We were awful: Waters on band’s early days

Pink Floyd co-founder jokes they were so bad they wouldn’t have even passed an audition


News Desk May 29, 2015
Waters performs during ‘The Wall’ tour live concert in Bucharest August 28, 2013. PHOTO: REUTERS

Pink Floyd founding members Roger Waters and Nick Mason joked, while unveiling a memorial plaque on Thursday that they were so bad at first they wouldn’t have passed an audition on a talent show, reported Reuters.

The pair, together with the late Richard Wright, formed the group when studying architecture at the former Regent Street Polytechnic in central London between 1962 and 1965. The psychedelic- and progressive-rock band went on to become one of the most commercially-successful groups in popular music.

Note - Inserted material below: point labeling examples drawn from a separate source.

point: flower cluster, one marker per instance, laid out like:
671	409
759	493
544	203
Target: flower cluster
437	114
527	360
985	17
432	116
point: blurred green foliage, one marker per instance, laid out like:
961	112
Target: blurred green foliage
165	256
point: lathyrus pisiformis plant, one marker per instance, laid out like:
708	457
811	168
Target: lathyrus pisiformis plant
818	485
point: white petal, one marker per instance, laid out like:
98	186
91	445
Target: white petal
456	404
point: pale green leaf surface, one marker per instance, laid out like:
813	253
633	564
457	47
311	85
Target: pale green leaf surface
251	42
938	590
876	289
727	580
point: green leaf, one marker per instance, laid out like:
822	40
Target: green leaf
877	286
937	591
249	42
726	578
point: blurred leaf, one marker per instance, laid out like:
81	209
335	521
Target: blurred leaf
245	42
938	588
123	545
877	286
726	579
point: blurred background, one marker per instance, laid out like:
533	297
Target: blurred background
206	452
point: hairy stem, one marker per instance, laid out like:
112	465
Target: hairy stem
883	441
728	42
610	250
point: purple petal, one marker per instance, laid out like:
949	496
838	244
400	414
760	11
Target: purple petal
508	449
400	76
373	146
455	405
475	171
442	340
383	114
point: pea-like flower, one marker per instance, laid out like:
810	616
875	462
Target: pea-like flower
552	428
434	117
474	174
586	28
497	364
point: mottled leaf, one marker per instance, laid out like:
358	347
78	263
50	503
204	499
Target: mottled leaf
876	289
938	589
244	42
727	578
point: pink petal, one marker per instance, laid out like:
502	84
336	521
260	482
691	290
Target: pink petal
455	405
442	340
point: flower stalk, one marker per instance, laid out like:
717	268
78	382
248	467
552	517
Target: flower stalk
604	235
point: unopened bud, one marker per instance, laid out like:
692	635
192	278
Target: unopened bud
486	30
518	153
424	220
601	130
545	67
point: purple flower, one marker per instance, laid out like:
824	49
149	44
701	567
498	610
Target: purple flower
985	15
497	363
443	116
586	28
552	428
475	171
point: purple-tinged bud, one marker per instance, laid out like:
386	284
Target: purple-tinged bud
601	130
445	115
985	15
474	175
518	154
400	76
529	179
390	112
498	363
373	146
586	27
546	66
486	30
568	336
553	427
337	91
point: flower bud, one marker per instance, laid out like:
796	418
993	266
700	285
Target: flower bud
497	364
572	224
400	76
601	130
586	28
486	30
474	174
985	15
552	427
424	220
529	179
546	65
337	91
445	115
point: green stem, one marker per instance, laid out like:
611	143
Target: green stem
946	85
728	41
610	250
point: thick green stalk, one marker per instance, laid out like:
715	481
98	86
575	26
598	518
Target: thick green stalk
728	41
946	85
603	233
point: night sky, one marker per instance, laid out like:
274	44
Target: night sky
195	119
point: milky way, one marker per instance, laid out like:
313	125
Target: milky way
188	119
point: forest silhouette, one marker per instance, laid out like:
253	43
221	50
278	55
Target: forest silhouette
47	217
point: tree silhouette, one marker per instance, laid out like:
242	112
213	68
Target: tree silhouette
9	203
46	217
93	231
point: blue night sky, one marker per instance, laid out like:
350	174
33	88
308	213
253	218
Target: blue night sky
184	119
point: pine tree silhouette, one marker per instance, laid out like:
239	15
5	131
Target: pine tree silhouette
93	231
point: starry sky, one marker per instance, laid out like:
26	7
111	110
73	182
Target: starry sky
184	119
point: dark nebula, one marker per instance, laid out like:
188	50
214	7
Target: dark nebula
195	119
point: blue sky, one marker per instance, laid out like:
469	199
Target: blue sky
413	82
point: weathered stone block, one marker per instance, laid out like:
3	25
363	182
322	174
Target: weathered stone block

Returning to the site of the polytechnic to unveil the plaque, they talked about their time as students and the early days of Pink Floyd. Asked how good the group was when it started out, drummer Mason said, “Put it like this: if we’d gone up for Britain’s Got Talent, I don’t think we would have made it past the audition stage. We weren’t terribly good.”

“We were awful,” added Waters, Pink Floyd’s bassist and the band’s main lyricist during their peak years. Pink Floyd, which racked up record sales exceeding 250 million, had an initial line-up that included guitarist and songwriter Syd Barrett, another student, who left in 1968. Lead guitarist David Gilmour became the fifth member in late 1967.

Waters’s former band member, Nick Mason, said, “Living as a student was a fantastic way to live. Although I’d like to see more government grants introduced ... I mainly spent my grant on curry, I think. But sensible people need the money in order to further their education,” reported the London Evening Standard.

Published in The Express Tribune, May 30th,  2015.